Today’s column is written by Gary Kibel, a partner in the digital media, technology and privacy practice group at Davis & Gilbert.
Companies often proclaim that they “own” certain data because they are the first party that initially collected it, therefore giving them broad rights to use and exploit such data. The intuitive reaction is that it is much easier to use and exploit first-party data than third-party data, which has been licensed from another party and is subject to restrictions under that license.
However, the preoccupation with “owned vs. licensed” and “first-party vs. third-party” data is sometimes misplaced.

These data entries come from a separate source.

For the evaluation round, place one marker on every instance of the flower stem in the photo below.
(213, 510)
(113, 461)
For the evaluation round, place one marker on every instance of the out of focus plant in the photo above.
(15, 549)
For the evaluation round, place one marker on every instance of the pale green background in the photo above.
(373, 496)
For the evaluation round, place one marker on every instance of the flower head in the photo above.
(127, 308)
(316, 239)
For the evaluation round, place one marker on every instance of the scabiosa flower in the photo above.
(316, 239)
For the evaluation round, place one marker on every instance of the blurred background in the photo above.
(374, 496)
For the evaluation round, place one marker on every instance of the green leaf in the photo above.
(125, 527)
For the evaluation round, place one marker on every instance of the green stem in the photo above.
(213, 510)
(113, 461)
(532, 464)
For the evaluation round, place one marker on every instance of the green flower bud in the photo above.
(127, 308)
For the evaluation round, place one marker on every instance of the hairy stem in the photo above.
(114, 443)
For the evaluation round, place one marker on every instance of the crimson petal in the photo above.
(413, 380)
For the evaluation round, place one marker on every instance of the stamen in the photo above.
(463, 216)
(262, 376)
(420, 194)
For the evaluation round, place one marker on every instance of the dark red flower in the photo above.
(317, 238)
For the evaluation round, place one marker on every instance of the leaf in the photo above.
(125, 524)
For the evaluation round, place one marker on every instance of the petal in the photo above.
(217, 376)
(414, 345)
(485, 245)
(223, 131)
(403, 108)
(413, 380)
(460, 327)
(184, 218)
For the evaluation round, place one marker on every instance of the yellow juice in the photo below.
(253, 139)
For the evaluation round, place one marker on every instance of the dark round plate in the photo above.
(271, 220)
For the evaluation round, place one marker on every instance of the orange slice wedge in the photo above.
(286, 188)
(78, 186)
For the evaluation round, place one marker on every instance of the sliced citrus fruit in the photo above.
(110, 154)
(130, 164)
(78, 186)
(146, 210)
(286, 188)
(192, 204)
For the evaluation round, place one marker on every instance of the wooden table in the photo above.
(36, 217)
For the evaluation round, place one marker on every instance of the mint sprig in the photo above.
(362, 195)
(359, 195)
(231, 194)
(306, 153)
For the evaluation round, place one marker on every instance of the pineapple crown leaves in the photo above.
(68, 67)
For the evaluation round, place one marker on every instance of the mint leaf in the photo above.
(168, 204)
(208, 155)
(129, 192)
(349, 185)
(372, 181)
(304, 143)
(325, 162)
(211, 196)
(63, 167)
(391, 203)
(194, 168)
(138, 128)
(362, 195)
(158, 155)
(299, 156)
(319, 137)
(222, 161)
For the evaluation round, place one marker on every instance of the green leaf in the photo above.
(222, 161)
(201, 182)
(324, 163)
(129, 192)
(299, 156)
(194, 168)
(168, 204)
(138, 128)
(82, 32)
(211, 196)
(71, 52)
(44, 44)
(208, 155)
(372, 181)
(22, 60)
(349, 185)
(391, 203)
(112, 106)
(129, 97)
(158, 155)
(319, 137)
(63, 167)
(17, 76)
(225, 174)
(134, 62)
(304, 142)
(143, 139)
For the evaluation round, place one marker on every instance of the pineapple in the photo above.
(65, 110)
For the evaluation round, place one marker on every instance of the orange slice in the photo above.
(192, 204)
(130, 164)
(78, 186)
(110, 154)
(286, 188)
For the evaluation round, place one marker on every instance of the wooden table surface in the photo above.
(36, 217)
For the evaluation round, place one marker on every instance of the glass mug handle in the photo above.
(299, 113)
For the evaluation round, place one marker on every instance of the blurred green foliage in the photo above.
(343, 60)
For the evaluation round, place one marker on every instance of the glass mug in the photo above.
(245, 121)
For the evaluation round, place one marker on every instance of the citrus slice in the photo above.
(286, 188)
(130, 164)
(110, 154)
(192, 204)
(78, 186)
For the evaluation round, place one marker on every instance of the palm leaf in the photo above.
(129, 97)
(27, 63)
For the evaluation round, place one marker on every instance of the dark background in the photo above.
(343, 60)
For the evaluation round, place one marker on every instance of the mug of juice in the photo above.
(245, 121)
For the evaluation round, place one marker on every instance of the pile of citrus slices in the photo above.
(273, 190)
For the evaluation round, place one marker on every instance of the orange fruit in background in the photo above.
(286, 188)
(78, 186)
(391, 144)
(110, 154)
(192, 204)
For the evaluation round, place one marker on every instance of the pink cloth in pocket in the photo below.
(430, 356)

The focus should instead be on the actual rights and restrictions that attach to all data sets and the permissible uses of the data in compliance with those rights and restrictions.
First-party data may not be as easy to use as believed.
Much like a person, when data is first generated, it is born with certain attributes – a genetic code, if you will. These attributes attach to the data and follow it throughout its life. These attributes are created through the privacy policies, statements and other disclosures that were made at the time the data was initially generated. Once data has been collected under a set of disclosures, it must strictly live by those disclosures. The data cannot be used differently, unless a new set of disclosures are made in a legally compliant manner. Therefore, disclosing narrow uses results in limited use cases for the data.
However, overly broad disclosures can be vague and potentially run afoul of applicable law. Whether the data is in the possession of the original data owner or subsequent licensees, all uses must be consistent with those initial disclosures. So a first party must look into the future and ensure that its first bite at the apple includes all disclosures necessary for their current and future business needs. A third party receiving the data must query the first party to ensure that its intended uses of the data are permissible under those initial disclosures.
As a result, with poor initial disclosures, it is entirely possible that a first party may not be entitled to use its own data as desired. For example, if a first party wanted to use its own data with a matching service, such as Facebook Custom Audiences, it should not automatically assume that it can do so simply because it owns the data. The data owner needs to consider the rights that attached to such data when it was first collected. If the disclosures did not permit sharing personal information with third parties for matching purposes, then the fact that the data is first-party data and is owned by a party will do no good. The party can’t use its own data as it chooses because the data’s attributes omit such rights.
Old Data, New Services
As new services come to market and provide data owners with additional ways to exploit old data, the data owner or licensee must go back to the initial disclosures to determine if the old data can be used with the new services in a manner consistent with those past disclosures.
Data owners and licensees should carefully categorize their own first-party and licensed third-party data to ensure that they are always aware of the applicable attributes and the limitations on use. There should be a data audit trail to support any rights that accompany first-party data. And third parties should ask more questions.
Keep in mind that when it comes to data, ownership is not a blank check that entitles a party to use, disclose, share and otherwise exploit it for any purpose. One must always look back at the data’s genetic code.